This has created significant interest in the field of metabolic surgery, where surgeries such as gastric bypass (GBP) are performed with a primary focus of helping patients improve their type 2 diabetes.

Despite the clear benefits of surgery — improvement in diabetes, weight loss, reduction in cancer risk, and extended life expectancy — uptake of surgery amongst patients who qualify remains low.

Furthermore, many diabetic patients do not fulfil the current surgical criteria and therefore continue to struggle with their diabetes, a chronic disabling disease that is one of the most common causes of blindness, renal failure, and limb amputation worldwide. There has therefore been significant interest in trying to understand the mechanisms of diabetes resolution after GBP, with the goal of developing less invasive alternatives.

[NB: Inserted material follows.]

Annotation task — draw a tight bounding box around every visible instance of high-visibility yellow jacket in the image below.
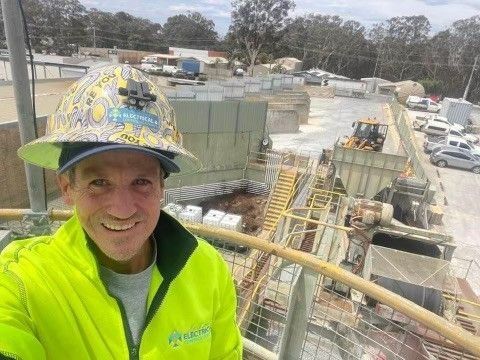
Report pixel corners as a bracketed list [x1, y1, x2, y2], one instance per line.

During gastric bypass, the surgeon creates a small pouch at the top of the stomach to reduce the capacity for food intake. The small intestine is then reconstructed, and the new stomach pouch is connected to the lower section of the small intestine. During digestion, food now bypasses most of the stomach and the first part of the intestine, modulating the amount of nutrients, including glucose, and calories that are absorbed. Interestingly, in most patients, the return to normal insulin levels occurs just a few days after surgery, long before significant weight loss takes place.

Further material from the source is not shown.